I spent most of my time at DSEI last week following those firms operating in the AI and robotics realm, looking at where software stacks are maturing and where the interesting platforms are coming from. These are the companies and the tech that stood out.
PhysicsX
They’re building a platform that combines physics-based simulation with generative models and real-world data inputs. Their demo made it clear how far this could reach, even beyond defence, with use cases across clean tech, automotive, semiconductor manufacturing, and any domain where scaling complex systems is difficult.
Their offering isn’t positioned as an R&D tool that sits in isolation, but a platform designed to be a hub for engineers to run experiments, draw on live data and tighten the loop between design and test.
What I’d love to see next is how their models handle the gap between simulation and deployment in the field, because that’s the sticking point for most platforms.
They raised a Series B earlier this year, led by Atomico, so the resources are there for them to keep pushing at this.
For teams adopting their platform, the real demand will be for simulation engineers who also understand ML methods, people who can validate results against often messy real world data.
XRC Robotics
Founder Cam Knighton has put together a lean but ambitious team, and their presence at DSEI showed that clearly.
They have three products, including the
Rhino tracked UGV, which they had on show there as the newest. It’s fast, rugged, and the hardware design is strong. I had a chance to look closely at the build and try one of their smaller robots, which gave a sense of the engineering priorities they’re working to. I was pretty terrible at navigating this smaller bot, the
Microtraxx, through the course they set up. Cam stepped in and totally showed me up – as he should, being the founder!

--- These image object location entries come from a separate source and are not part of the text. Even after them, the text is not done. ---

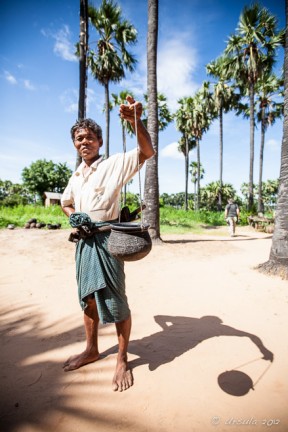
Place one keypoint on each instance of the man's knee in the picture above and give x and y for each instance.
(90, 301)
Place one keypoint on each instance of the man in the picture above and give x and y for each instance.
(94, 189)
(231, 215)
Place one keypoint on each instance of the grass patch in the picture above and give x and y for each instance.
(171, 220)
(21, 214)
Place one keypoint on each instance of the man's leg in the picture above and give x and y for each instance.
(91, 353)
(123, 378)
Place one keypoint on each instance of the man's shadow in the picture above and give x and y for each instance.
(180, 334)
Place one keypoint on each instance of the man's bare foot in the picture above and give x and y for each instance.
(79, 360)
(123, 378)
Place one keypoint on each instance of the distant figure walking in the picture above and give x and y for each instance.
(231, 215)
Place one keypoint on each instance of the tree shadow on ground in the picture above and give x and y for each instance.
(239, 237)
(35, 392)
(180, 334)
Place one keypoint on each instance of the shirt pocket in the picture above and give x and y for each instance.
(98, 200)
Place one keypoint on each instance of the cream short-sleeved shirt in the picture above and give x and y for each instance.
(97, 193)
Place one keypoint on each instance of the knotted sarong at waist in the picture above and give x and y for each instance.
(99, 273)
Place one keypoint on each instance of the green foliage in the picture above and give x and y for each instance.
(13, 194)
(189, 220)
(21, 214)
(46, 176)
(210, 193)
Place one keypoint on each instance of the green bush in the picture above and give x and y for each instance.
(19, 215)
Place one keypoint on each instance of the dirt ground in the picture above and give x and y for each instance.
(203, 319)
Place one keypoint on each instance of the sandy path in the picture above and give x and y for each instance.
(199, 310)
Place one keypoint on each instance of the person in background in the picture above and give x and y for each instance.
(232, 215)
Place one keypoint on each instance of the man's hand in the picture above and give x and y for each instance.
(127, 111)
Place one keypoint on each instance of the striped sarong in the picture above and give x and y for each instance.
(100, 274)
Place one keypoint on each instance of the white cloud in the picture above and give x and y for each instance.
(177, 61)
(10, 78)
(70, 100)
(171, 151)
(63, 47)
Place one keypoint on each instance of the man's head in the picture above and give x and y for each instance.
(87, 137)
(86, 124)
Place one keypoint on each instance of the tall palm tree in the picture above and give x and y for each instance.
(278, 259)
(204, 113)
(82, 50)
(111, 58)
(193, 119)
(194, 177)
(185, 145)
(267, 91)
(249, 54)
(225, 100)
(151, 193)
(164, 115)
(117, 100)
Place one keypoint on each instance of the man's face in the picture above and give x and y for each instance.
(87, 144)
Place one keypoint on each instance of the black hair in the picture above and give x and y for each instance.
(86, 124)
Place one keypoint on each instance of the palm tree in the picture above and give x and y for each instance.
(185, 145)
(164, 115)
(110, 59)
(194, 177)
(267, 88)
(204, 113)
(278, 259)
(117, 100)
(249, 54)
(151, 193)
(209, 194)
(82, 50)
(186, 142)
(225, 99)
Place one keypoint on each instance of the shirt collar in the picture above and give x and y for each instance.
(93, 166)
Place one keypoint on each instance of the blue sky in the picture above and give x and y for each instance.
(39, 78)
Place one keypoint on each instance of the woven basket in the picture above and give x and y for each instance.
(129, 242)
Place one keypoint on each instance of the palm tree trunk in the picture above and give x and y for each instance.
(221, 158)
(124, 150)
(278, 260)
(198, 174)
(151, 194)
(261, 158)
(83, 43)
(107, 115)
(186, 173)
(251, 170)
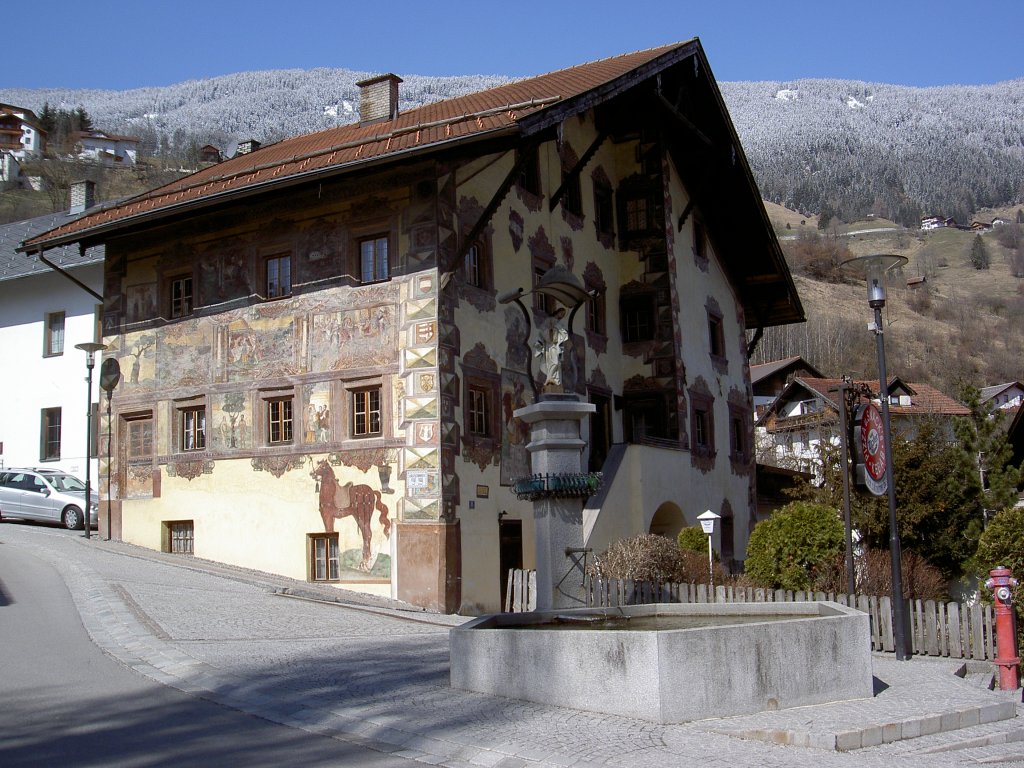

The Rhino’s performance specs position it as a serious mobility platform. What will define its future is the software layer, the autonomy, sensor integration, secure comms, and how the system is validated in the field.
For a company as lean as
XRC Robotics are at the moment, the next stage will be building capability in control systems, embedded engineering and systems integration so that deployments continue to demonstrate their ability to hold up in complex environments.
Shield AI
Shield AI already has a ton of traction in the US, with Hivemind in
use by SOCOM, the Air Force and Navy. They were at DSEI showcasing their stack, having only recently opened up their new London office from which they expect to expand significantly.
What they showed in London wasn’t a proof of concept like some stalls, but a stack that’s already being integrated into live systems, from
loitering munitions to
unmanned aircraft. Seeing that transition from research-heavy autonomy to deployed, operational software is important.
The challenge now is furthering their commercial efforts and further showcasing reliability under constraints and certifiable in defence settings. Their stage creates strong demand for engineers who understand both perception and systems integration, especially those who’ve worked with ROS2, safety-critical software and multi-sensor fusion.
Anduril
Anduril’s team spoke about their pace of growth and the way they position themselves as a tech-first company; one that acts with more agility and with a more forward-thinking nature than you might expect compared to more traditional defence firms.
Their UK operation is scaling, and what they showed at DSEI reinforced that they’re not approaching this like a traditional prime contractor. The emphasis is on building platforms that combine hardware with the type of iterative software delivery we see in tech companies.
For me the interesting thing is not a specific product line but the shift in expectations, if primes adopt this tech-first mentality, CI/CD pipelines, telemetry and observability could become part of the baseline in defence projects rather than extras thought about afterwards.
Takeaways
Across all of these companies the signals are similar. Simulation platforms are moving closer to real-world deployment. Hardware startups are building credible UGVs but will be defined by the maturity of their autonomy stacks.
Established autonomy firms are proving that operational integration is no longer theoretical and the larger players are showing that tech-first culture is gaining ground in defence.
For anyone watching this market, this displays some interesting hiring signals. Demand is growing for hybrid engineers who can move between classical mechanical or electrical work and modern autonomy stacks, and systems integration, simulation-to-field validation, MLOps for edge devices and procurement-savvy programme management will be the roles that drive delivery over the next cycle.